In that light, I have to say that I strongly agree with Jim Cramer's analysis and commentary of the current market. Not merely because Jim Cramer is one of my personal heroes, but because I think he is correct. There does appear to be rampant irrationality. But tucked behind the perceived madness in the markets, there are yet glimpses of reality shining through. If we peer through the clouds of government intervention, massive hedge fund bets, high taxes, lackluster consumer confidence, political uncertainty, and various other market distortions, we should be able to see the true market at work. Individuals seeking to maintain and grow their wealth may want to rush towards safe havens and solid investments like arable land and precious metals.
In this way, Cramer's recent sentiments remind me of economist John Maynard Keynes idea of "animal spirits", i.e. emotions that affect human economic behavior. Keynes: "Most, probably, of our decisions to do something positive, the full consequences of which will be drawn out over many days to come, can only be taken as the result of animal spirits -- a spontaneous urge to action rather than inaction, and not as the outcome of a weighted average of quantitative benefits multiplied by quantitative probabilities."
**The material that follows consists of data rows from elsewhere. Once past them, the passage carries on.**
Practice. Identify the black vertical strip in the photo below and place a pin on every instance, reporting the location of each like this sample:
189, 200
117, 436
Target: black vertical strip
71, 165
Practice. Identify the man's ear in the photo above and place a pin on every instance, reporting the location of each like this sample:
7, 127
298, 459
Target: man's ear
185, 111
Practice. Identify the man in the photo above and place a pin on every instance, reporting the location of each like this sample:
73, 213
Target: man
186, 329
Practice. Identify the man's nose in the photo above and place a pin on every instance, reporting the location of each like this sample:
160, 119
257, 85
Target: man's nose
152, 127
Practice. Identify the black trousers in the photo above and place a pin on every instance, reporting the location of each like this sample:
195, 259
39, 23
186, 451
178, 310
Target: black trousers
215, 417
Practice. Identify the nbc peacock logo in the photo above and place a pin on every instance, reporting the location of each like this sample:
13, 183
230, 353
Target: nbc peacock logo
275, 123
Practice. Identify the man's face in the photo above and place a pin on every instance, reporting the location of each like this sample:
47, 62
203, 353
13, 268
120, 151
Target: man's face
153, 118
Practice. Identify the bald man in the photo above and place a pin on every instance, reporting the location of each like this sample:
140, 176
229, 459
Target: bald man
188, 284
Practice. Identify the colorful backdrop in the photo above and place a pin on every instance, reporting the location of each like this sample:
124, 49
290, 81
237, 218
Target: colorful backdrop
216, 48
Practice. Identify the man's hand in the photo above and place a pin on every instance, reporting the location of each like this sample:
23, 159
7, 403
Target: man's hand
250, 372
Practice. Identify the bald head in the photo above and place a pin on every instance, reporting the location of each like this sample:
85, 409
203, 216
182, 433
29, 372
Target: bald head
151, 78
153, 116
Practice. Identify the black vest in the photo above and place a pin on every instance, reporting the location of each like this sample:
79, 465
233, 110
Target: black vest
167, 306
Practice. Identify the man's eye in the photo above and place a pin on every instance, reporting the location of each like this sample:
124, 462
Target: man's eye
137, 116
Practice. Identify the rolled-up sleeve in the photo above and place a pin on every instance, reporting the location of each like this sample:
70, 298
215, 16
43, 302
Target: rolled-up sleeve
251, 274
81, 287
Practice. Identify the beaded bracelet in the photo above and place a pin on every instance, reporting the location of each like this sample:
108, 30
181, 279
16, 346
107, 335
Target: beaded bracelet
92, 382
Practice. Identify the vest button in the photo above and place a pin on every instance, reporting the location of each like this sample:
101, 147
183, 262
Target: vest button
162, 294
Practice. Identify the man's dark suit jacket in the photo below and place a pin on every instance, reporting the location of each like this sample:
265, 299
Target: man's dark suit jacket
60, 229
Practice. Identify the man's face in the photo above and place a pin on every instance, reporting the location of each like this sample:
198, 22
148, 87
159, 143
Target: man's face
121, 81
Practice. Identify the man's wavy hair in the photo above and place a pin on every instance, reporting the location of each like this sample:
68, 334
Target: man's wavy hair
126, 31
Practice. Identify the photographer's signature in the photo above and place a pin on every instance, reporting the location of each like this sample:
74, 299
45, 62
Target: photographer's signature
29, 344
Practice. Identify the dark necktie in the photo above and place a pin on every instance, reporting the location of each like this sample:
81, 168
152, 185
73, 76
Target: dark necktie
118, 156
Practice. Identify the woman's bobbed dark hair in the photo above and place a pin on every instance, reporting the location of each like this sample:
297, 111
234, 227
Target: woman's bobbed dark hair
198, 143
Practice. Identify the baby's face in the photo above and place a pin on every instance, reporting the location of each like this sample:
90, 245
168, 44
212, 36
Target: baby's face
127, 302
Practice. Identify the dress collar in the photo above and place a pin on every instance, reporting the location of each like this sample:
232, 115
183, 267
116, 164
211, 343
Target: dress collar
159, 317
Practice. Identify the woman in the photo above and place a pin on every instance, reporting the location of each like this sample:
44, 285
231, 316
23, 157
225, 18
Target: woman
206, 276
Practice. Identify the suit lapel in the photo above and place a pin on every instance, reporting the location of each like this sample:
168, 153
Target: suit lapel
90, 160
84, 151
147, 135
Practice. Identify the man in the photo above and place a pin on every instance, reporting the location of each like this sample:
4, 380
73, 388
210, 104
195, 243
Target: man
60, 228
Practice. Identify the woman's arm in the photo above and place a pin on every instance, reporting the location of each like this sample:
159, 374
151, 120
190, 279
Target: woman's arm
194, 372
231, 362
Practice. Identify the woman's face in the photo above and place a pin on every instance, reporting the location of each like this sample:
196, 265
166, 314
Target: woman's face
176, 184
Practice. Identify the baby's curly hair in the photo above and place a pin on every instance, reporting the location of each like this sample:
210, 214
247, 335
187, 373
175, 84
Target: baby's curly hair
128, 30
In other words, individuals move the market by virtue of Keynesian animal spirits and not by reason. Perhaps some of these animal spirits are to blame for perceived irrationality in the current global environment. The Economist notes that for Keynes, "animal spirits are a particular sort of confidence, 'naive optimism'", but could these animal spirits have a dark side as well -- a dark, pessimistic side that is at work in the markets today? As Keynes suggested, perhaps only time will tell what will become of the world's economic decisions of today. Perhaps after all the smoke has settled from the perceived rampant irrationality of today, rationality, clear market dynamics, and financial prowess in the global markets will manifest themselves. As economist Tim Harford discussed in the book "The Logic of Life", perhaps rationality can manifest itself in what appear to be the most irrational of circumstances and the most illogical of behaviors.
Even with rampant irrationality and animal spirits, life goes on and humanity manages to continue -- and with humanity, economic behavior. Whether that human economic behavior is rational or irrational may ultimately be a matter of perspective.